What I usually end up doing is to create my text and then save it as a picture (PNG). Then insert the picture and use the PowerPoint artistic effects on it. There are a few good effects in there to do what you are looking for and then of course you can up the effect to make it more or less grain in the effect properties.
Jeanette Brooks

3,630 posts

Posted Thursday, January 26, 2012 at 8:19 PM  

Great tip, Gina!!

 

Amy - using Gina's idea, below is a quick sample where the text is Arial black and has been reinserted on the slide as a PNG instead of a textbox (to do this, you can right click the textbox and choose Save As Picture, and use the png format ... then use Insert > Picture to insert the png onto your slide).

 

Once the text is inserted as a png, you can go to the Format tab, choose Artistic Effects, and click Artistic Effects Options, which brings up a window where you can select and fine-tune your options. I used the artistic effect called Pencil Sketch, and chose 10% transparency and a pressure of 1.


Gina Hoekstra

93 posts

Posted Friday, January 27, 2012 at 7:05 AM  

Sorry I did not give more information, I was answering from my phone sitting in a movie theatre last night (waiting for the movie to start)!! haha...

 

Here is my example. I used a thick text in white, saved it as a png using the right click method and then when I brought the image back in to PowerPoint, I used the Glass Effect and turned it all the way up to 100%.

 

Hope that helps!


chalkfont.png

Posted Friday, January 27, 2012 at 7:23 AM  

Thanks, Gina and Jeanette! I discovered "text fill" as well, which gives me a similar effect when I use the "newsprint" fill. (Attached; the font is Coming Home (http://www.kimberlygeswein.com/?p=334) italicized, if anyone's curious.
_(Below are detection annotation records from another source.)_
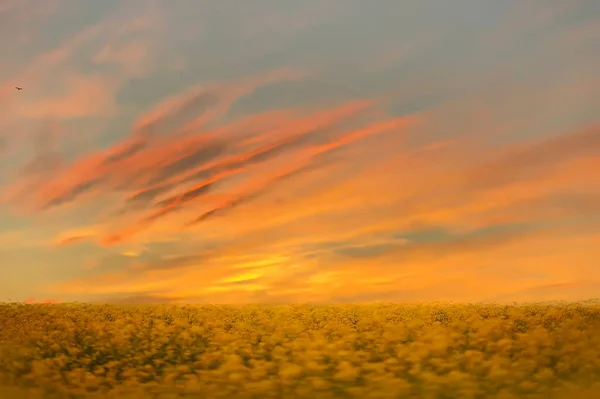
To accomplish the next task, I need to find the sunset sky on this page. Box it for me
[0,0,600,303]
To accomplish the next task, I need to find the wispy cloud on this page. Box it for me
[0,0,600,303]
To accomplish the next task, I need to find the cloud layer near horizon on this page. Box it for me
[0,0,600,303]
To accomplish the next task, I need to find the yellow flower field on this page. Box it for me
[0,303,600,399]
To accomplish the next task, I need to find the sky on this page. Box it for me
[0,0,600,304]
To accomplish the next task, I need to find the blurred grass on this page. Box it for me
[0,303,600,399]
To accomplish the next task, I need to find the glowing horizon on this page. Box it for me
[0,0,600,303]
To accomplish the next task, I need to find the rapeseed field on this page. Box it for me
[0,304,600,399]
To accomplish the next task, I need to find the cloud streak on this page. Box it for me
[0,0,600,303]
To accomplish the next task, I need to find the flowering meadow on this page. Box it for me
[0,303,600,399]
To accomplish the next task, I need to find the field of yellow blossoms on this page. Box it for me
[0,303,600,399]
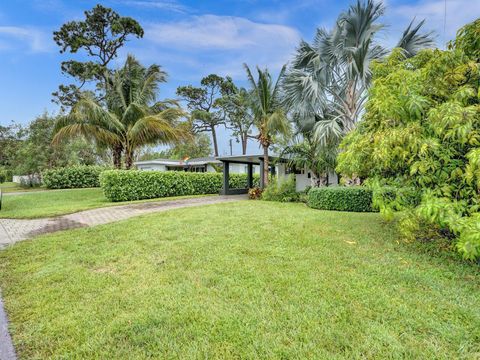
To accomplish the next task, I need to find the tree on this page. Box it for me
[54,55,188,169]
[10,113,102,175]
[244,64,290,185]
[284,0,433,148]
[177,74,229,156]
[217,79,254,155]
[337,21,480,259]
[53,5,143,108]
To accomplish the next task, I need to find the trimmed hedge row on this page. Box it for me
[100,170,259,201]
[42,165,106,189]
[307,186,373,212]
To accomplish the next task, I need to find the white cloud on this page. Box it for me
[122,0,187,13]
[390,0,480,45]
[145,15,300,50]
[0,26,52,53]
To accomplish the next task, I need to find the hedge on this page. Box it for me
[42,165,106,189]
[307,186,373,212]
[100,170,259,201]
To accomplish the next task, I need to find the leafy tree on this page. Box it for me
[54,55,188,169]
[337,20,480,259]
[284,0,433,149]
[177,74,229,156]
[0,122,25,169]
[244,64,290,185]
[10,113,101,175]
[53,5,143,107]
[168,134,212,159]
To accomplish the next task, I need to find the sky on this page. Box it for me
[0,0,480,154]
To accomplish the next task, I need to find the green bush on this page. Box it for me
[307,186,373,212]
[42,166,106,189]
[262,176,300,202]
[100,170,259,201]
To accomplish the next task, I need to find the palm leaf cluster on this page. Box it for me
[283,0,434,146]
[54,56,188,169]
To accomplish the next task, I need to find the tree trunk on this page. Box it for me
[241,134,248,155]
[212,126,218,157]
[125,150,133,170]
[112,144,123,169]
[263,145,270,187]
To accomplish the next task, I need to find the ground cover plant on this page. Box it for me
[0,188,210,219]
[100,170,260,201]
[0,201,480,359]
[42,166,107,189]
[337,19,480,260]
[307,186,373,212]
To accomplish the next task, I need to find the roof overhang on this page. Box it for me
[217,155,288,165]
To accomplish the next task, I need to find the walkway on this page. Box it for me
[0,195,246,360]
[0,195,246,249]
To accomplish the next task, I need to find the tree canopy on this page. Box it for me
[337,21,480,259]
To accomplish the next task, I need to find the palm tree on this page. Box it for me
[244,64,290,186]
[283,0,434,143]
[53,55,187,169]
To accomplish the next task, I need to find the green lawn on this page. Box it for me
[0,201,480,359]
[0,182,47,194]
[0,188,212,219]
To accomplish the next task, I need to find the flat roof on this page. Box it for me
[217,154,287,165]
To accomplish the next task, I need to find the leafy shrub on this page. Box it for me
[42,166,105,189]
[262,176,300,202]
[248,186,262,200]
[307,186,373,212]
[100,170,259,201]
[336,19,480,260]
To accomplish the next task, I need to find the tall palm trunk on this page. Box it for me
[240,133,248,155]
[112,144,123,169]
[262,143,270,187]
[125,149,133,170]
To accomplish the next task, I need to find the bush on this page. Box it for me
[307,186,373,212]
[262,176,300,202]
[100,170,259,201]
[42,166,106,189]
[248,187,262,200]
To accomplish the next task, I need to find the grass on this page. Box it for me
[0,182,47,194]
[0,201,480,359]
[0,188,214,219]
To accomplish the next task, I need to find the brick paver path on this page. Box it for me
[0,195,246,249]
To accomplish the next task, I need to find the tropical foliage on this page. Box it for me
[54,55,188,169]
[283,0,433,179]
[100,170,259,201]
[337,20,480,259]
[244,64,290,185]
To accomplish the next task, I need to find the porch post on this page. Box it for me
[247,163,253,189]
[260,159,265,189]
[221,161,230,195]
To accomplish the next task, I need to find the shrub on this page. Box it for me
[42,166,105,189]
[248,187,262,200]
[307,186,373,212]
[262,176,300,202]
[100,170,259,201]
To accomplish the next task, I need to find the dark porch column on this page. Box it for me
[247,163,253,189]
[221,161,230,195]
[260,159,265,189]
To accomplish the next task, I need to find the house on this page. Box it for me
[217,155,338,195]
[134,157,260,174]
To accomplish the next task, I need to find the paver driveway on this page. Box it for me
[0,195,246,249]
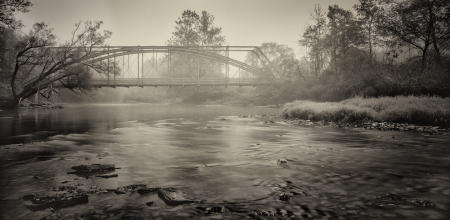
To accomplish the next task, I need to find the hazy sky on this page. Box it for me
[19,0,357,56]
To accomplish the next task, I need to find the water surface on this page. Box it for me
[0,104,450,219]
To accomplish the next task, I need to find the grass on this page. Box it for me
[283,96,450,127]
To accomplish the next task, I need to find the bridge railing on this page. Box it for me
[67,78,258,87]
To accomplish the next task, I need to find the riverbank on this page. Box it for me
[282,96,450,132]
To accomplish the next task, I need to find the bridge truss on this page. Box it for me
[66,46,270,87]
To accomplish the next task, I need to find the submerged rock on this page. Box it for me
[23,193,89,211]
[158,189,195,206]
[96,173,119,179]
[109,184,147,194]
[69,164,116,178]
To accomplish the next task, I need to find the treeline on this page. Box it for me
[270,0,450,100]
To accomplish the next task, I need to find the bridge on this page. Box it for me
[49,46,270,87]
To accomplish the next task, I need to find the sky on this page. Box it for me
[18,0,357,57]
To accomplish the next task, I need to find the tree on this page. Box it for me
[0,0,32,32]
[377,0,450,71]
[326,5,364,72]
[168,10,225,77]
[354,0,380,62]
[168,10,225,46]
[9,22,111,106]
[299,5,326,77]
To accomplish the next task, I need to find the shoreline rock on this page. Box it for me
[283,119,450,135]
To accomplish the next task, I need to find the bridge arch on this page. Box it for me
[82,46,268,74]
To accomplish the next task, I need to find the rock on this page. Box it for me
[207,206,225,214]
[69,164,116,178]
[97,173,119,179]
[278,193,292,202]
[137,187,158,195]
[109,184,147,194]
[23,193,89,211]
[277,159,288,167]
[158,189,194,206]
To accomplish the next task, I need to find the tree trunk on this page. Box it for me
[420,43,430,73]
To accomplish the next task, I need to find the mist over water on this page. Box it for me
[0,104,450,219]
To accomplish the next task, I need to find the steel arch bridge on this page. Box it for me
[61,46,270,87]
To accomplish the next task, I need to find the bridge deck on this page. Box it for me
[69,78,264,87]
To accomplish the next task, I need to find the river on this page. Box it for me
[0,104,450,219]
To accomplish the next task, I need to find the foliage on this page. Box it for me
[0,0,32,32]
[283,96,450,126]
[2,22,111,105]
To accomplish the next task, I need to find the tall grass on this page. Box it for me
[283,96,450,127]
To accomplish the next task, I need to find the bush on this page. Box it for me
[283,96,450,127]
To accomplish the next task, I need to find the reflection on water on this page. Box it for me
[0,104,450,219]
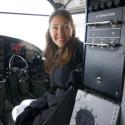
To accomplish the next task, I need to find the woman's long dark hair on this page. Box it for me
[44,10,75,73]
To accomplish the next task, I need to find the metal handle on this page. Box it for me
[86,20,121,26]
[85,42,121,47]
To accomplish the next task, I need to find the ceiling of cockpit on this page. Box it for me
[0,0,85,15]
[48,0,85,13]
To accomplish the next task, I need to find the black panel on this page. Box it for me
[84,47,124,99]
[84,7,125,100]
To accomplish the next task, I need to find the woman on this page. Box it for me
[15,10,83,125]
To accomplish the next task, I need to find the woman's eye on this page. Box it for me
[51,26,58,30]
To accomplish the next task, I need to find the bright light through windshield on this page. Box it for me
[0,0,85,50]
[0,0,54,50]
[0,0,53,15]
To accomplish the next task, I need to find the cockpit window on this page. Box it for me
[0,0,54,50]
[0,0,53,15]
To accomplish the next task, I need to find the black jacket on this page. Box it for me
[16,39,83,125]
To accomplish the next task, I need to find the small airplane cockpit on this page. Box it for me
[0,0,125,125]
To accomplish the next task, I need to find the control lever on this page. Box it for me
[85,42,121,47]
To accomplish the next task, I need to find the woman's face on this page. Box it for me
[49,16,74,48]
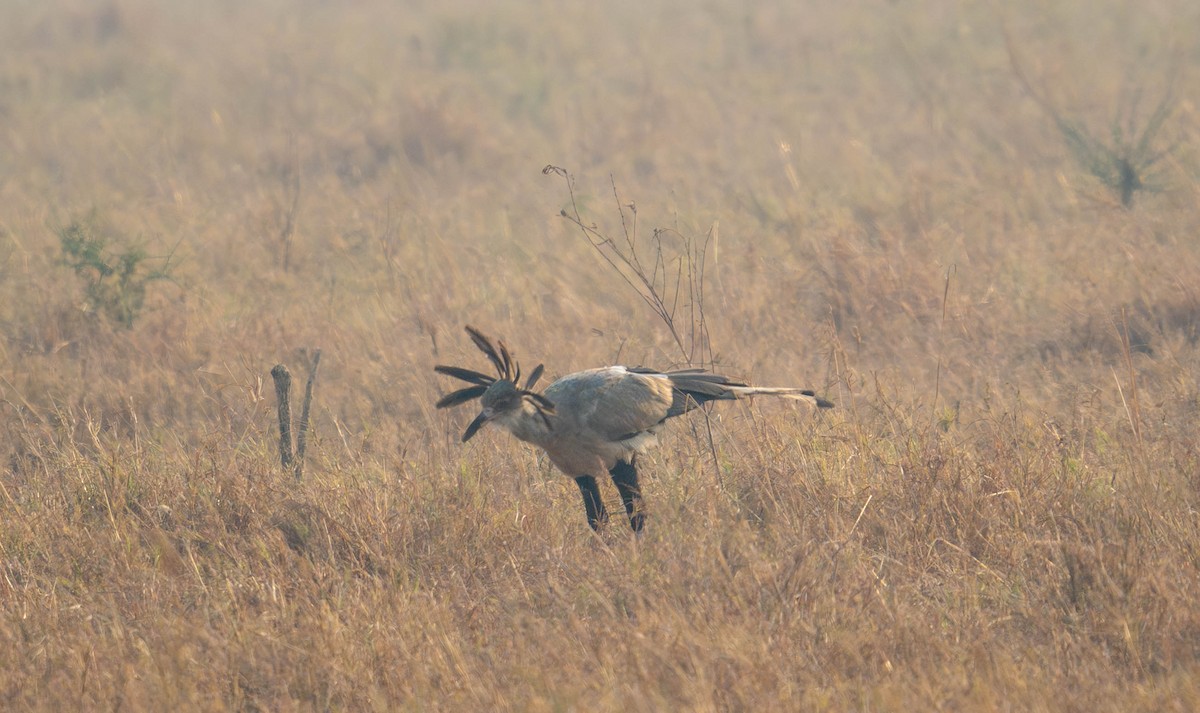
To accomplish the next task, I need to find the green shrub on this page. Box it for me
[58,216,170,328]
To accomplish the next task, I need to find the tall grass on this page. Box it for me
[0,0,1200,711]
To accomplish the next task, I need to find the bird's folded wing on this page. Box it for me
[546,366,672,442]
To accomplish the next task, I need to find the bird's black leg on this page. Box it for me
[575,475,608,529]
[608,459,646,532]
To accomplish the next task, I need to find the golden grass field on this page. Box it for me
[0,0,1200,712]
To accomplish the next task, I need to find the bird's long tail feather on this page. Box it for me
[728,387,833,408]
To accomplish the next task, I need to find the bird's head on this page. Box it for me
[433,326,554,442]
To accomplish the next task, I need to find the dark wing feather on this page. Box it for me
[467,325,508,378]
[526,364,545,391]
[436,384,487,408]
[433,365,496,387]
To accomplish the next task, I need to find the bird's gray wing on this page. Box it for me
[546,366,673,443]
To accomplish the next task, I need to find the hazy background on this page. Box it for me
[0,0,1200,711]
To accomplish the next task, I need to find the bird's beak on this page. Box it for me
[462,408,492,443]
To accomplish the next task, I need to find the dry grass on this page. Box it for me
[0,0,1200,711]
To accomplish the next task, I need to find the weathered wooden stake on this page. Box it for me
[296,349,320,480]
[271,364,293,471]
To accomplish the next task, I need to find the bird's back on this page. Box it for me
[545,366,674,442]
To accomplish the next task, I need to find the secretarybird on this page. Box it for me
[433,326,833,532]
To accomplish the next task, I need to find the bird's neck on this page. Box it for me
[496,401,554,448]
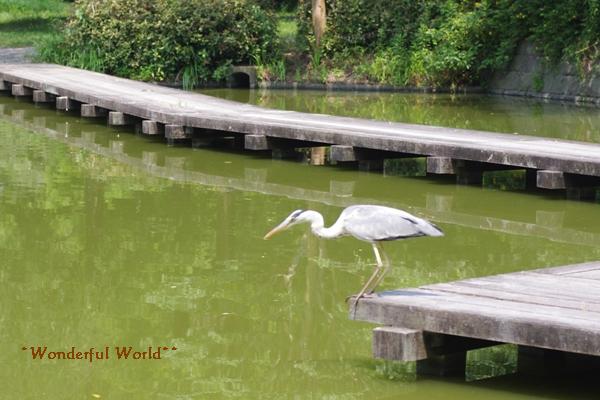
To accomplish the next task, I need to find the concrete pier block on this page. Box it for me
[244,168,268,183]
[11,83,33,97]
[244,135,271,151]
[33,90,56,103]
[142,120,165,135]
[536,170,567,189]
[108,111,135,126]
[427,157,458,175]
[329,181,355,197]
[330,144,358,162]
[142,151,158,166]
[109,140,125,154]
[56,96,81,111]
[81,104,108,118]
[358,160,383,172]
[165,124,194,140]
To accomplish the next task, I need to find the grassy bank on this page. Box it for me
[0,0,71,47]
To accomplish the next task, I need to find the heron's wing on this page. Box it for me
[340,205,442,242]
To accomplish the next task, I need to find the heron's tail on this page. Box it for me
[421,221,444,236]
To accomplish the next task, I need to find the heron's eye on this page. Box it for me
[290,210,304,221]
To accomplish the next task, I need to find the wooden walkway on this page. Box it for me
[350,262,600,376]
[0,64,600,194]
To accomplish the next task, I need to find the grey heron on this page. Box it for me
[264,205,444,311]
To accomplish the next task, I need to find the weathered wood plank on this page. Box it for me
[0,64,600,176]
[356,289,600,355]
[33,90,56,103]
[423,281,600,310]
[436,272,600,302]
[373,326,427,361]
[568,269,600,281]
[535,261,600,275]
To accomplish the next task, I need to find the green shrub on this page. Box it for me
[40,0,277,87]
[298,0,600,86]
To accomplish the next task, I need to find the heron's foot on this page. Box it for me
[346,292,376,303]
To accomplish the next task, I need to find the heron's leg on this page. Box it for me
[367,245,391,294]
[352,243,383,315]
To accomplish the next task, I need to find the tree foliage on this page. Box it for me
[41,0,276,86]
[298,0,600,86]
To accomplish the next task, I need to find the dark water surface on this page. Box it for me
[201,89,600,143]
[0,93,600,400]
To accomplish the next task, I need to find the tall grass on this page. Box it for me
[0,0,71,47]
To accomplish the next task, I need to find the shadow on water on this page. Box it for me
[0,92,600,400]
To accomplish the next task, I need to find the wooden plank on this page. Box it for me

After all that, the person I'm working with thought the European font I found was too hard to read...and she was probably right, even though it looked cool!)

 

P.S. That's Tom's chalkboard template from the Downloads section

 

 

 

 


Bistro Menu.png
Jeanette Brooks

3,630 posts

Posted Friday, January 27, 2012 at 8:02 AM  

Cool, that example looks great! I really like Gina's example as well.

And thanks, after looking at your attachment I now I have a craving for mini burgers and sweet potato fries.


Gina Hoekstra

93 posts

Posted Friday, January 27, 2012 at 8:40 AM  

Great tip  on the Text Fill...I think it looks great! I like the European font too, but I have also been told by others reviewing my slides in the past that ALL CAPS font all the way through is too hard to read. It's ok for titles, but if they have to read more than a sentence like that, then it makes it difficult.


Posted Friday, January 27, 2012 at 9:18 AM  

Sorry about the craving, Jeannette! Aren't you glad I didn't include the crêpe menu?

 

Gina - I agree about the all-caps, especially with the convention that caps = yelling. In this case, these won't be used in a WBT but rather as 8.5x11 standalone menu signs at our upcoming Paris-themed annual employee party.